The following is a list of some famous rosh yeshivas:

- Yaakov Ades
- Ezra Attiya
- Chaim Yehuda Leib Auerbach
- Shlomo Zalman Auerbach
- Leib Bakst
- Naftali Zvi Yehuda Berlin
- Avraham Yitzchak Bloch
- Moshe Mordechai Epstein
- Moshe Feinstein
- Eliezer Yehuda Finkel
- Nosson Tzvi Finkel
- Chaim Flom
- Mordechai Gifter
- Refael Reuvain Grozovsky
- Chaim Yaakov Goldvicht
- Eliezer Gordon
- Nachman Shlomo Greenspan
- Shlomo Heiman
- Pinchas Hirschprung
- Yitzchok Hutner
- Yisrael Meir Kagan
- Yaakov Kamenetsky
- Abraham Isaac Kook
- Zvi Yehuda Kook
- Aharon Kotler
- Shneur Kotler
- Malkiel Kotler
- Boruch Ber Leibowitz
- Aharon Lichtenstein
- Dov Linzer
- Eliezer Melamed
- Isser Zalman Meltzer
- M.M. Minshky
- Avigdor Nebenzahl
- Yerucham Olshin
- Avraham Yaakov Pam
- Yisroel Yitzchok Piekarski
- Shmuel Rozovsky
- Yaakov Yitzchok Ruderman
- Yisroel Salanter
- Yechezkel Sarna
- Hershel Schachter
- Aaron Schechter
- Gedalia Schorr
- Elazar Shach
- Moshe Shmuel Shapira
- Meir Shapiro
- Naftoli Shapiro
- Shimon Shkop
- Chaim Shmuelevitz
- Joseph B. Soloveitchik
- Adin Steinsaltz
- Naftoli Trop
- Chaim Volozhin
- Elchonon Wasserman
- Yechiel Yaakov Weinberg
- Ezra Schochet
- Henoch Leibowitz

==Rosh mesivta==

The title rosh mesivta (alt. rosh metivta) has a long history, going back many centuries.
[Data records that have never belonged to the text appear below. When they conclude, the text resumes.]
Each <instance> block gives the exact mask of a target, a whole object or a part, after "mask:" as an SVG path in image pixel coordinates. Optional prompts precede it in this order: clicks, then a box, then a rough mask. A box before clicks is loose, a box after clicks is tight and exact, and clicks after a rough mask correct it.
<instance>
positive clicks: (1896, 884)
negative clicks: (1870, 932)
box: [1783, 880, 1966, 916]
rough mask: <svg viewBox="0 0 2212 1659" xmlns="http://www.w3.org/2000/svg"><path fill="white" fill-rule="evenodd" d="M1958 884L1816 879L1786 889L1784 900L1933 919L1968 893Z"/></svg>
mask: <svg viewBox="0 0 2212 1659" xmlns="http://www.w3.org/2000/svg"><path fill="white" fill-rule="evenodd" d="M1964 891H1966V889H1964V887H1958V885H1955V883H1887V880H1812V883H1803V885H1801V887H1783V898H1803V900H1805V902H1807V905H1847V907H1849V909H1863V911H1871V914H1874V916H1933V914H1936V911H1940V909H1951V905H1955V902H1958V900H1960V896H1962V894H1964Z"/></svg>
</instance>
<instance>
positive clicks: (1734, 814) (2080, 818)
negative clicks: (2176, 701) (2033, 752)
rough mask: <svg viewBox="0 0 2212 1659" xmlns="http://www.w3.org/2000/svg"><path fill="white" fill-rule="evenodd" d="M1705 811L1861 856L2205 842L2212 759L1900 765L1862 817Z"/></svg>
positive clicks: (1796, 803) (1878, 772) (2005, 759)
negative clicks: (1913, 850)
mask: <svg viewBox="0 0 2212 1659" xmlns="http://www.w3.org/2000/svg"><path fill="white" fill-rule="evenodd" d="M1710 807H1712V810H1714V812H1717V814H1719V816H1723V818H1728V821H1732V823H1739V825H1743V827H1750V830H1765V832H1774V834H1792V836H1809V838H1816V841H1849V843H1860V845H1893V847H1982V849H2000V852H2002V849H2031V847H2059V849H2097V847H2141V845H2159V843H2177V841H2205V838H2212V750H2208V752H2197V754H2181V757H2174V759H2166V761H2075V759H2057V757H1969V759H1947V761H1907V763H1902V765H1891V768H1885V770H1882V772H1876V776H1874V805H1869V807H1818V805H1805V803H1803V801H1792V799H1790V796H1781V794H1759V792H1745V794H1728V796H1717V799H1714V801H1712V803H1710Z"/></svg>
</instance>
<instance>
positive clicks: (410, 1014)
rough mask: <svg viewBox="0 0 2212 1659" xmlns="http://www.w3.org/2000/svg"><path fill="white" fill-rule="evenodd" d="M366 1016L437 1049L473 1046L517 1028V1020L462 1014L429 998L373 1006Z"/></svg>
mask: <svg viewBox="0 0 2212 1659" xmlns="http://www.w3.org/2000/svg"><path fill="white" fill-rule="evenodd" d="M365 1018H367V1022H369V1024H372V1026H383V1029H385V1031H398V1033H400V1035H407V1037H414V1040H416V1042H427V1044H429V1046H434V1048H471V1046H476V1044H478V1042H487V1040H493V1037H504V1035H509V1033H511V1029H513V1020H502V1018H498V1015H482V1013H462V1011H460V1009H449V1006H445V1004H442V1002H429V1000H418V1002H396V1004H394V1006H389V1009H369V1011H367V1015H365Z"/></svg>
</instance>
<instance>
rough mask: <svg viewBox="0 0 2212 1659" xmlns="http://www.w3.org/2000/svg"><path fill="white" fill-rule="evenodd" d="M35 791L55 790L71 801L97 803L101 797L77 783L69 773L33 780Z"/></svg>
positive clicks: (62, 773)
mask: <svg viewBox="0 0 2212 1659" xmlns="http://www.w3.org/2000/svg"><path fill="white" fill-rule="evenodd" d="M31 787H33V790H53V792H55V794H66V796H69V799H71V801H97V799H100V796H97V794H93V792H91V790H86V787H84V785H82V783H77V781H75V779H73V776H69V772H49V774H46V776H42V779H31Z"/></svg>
The role is comparable to a dean in a university.

==Mashgiach Ruchani==

The personal and ethical development of the students in the yeshiva is usually covered by a different personality, known as the mashgiach or spiritual supervisor. This concept, introduced by the Mussar movement in the 19th century, led to perfection of character as one of the aims of attending a yeshiva. One typical and influential mashgiach was Eliyahu Eliezer Dessler.